One of the country’s most appallingly indisciplined public figures Dhanushka Gunathilaka can look at himself as a man who was legally freed after a woman in Australia claimed in court she was raped by him at the same time he was carrying the Sri Lanka Lion flag as an ambassador at the T20 cricket World Cup last November.
Taking Gunathilaka’s infamous history into account, he is no stronger to violating the Players’ Code of Conduct and the terms and conditions of his contract with his employer and his off-field frolics will continue to be questioned by Society.
The more rich and famous people win their legal battles, the more will Society be groping for answers.
To some running the affairs of cricket in the country Gunatilleke is a hero who brought them some much yearned relief when common followers have gone against them in a way none of their predecessors have ever faced in public and never before has a Sri Lankan cricketer been associated with a condom as argued at his court hearing.
Gunathilaka is the creation of a rotten and corrupt system that cannot correct itself. A system or no system that does not care too hoots about public opinion or a media that they take pleasure in taking to court.
After past cricket administrators like the late Gamini Dissanayake who singlehandedly convinced the lords in London that his country deserved to rub shoulders with the world’s elite on the field and off it, today’s so-called keepers of the sport live to serve themselves.
Dissanayake at a second coming in1994 as cricket chief elected unanimously told the Press in his scholarly wisdom: “Let’s meet once a month and discuss how to take cricket forward”.
The irony is that today’s administrators see journalism as a crime.
It will be interesting to find out whether Sri Lanka is the only cricket playing country that takes the public watchdog to court and whether the International Cricket Council’s (ICC) Charter sanctions cricket correspondents to be taken to court for being part of the country’s vital component with no financial gain.

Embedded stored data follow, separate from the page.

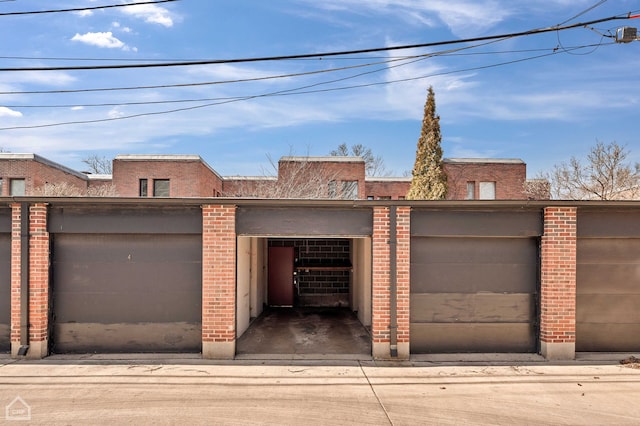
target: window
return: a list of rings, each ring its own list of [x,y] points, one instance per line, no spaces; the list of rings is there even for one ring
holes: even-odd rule
[[[169,179],[153,180],[153,196],[168,197],[169,196]]]
[[[149,196],[149,181],[147,179],[140,179],[140,196]]]
[[[11,179],[11,194],[10,195],[24,195],[25,194],[25,183],[24,179]]]
[[[373,200],[373,195],[367,195],[367,200]]]
[[[390,200],[391,195],[381,195],[378,197],[378,200]]]
[[[335,180],[329,181],[329,198],[336,198],[338,189]]]
[[[2,197],[4,195],[4,193],[2,192],[2,189],[4,188],[4,186],[2,186],[2,183],[4,181],[2,180],[2,178],[0,178],[0,197]]]
[[[358,199],[358,181],[343,180],[341,195],[342,195],[342,198],[344,198],[345,200],[357,200]]]
[[[495,200],[496,199],[496,183],[480,182],[480,199]]]
[[[467,182],[467,196],[465,200],[473,200],[476,197],[476,183]]]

One of the many cases where Sri Lanka Cricket, basking in the might of its clout, paid scant respect to public intelligence was in 2022 when a two-year ban on Gunathilaka and two other players for violating rules on a tour of England was lifted after seven months.

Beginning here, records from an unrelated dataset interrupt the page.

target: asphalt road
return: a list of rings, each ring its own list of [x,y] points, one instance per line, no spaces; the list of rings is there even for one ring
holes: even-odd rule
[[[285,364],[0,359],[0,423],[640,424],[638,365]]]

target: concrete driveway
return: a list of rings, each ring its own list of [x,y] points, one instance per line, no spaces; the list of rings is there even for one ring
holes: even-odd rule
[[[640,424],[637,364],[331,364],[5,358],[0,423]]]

The extent to which present day Sri Lankan cricketers have brought shame on themselves and the country they represent could not have been explained any better when on yet another occasion Sri Lanka Cricket put out a Media release saying that a ghost cricketer, they did not name, was directed to seek psychiatric treatment.
Far too many skeletons can be found in the cupboards at Sri Lanka Cricket for anyone to expect a turnaround and the more time goes by the more skeptics are born.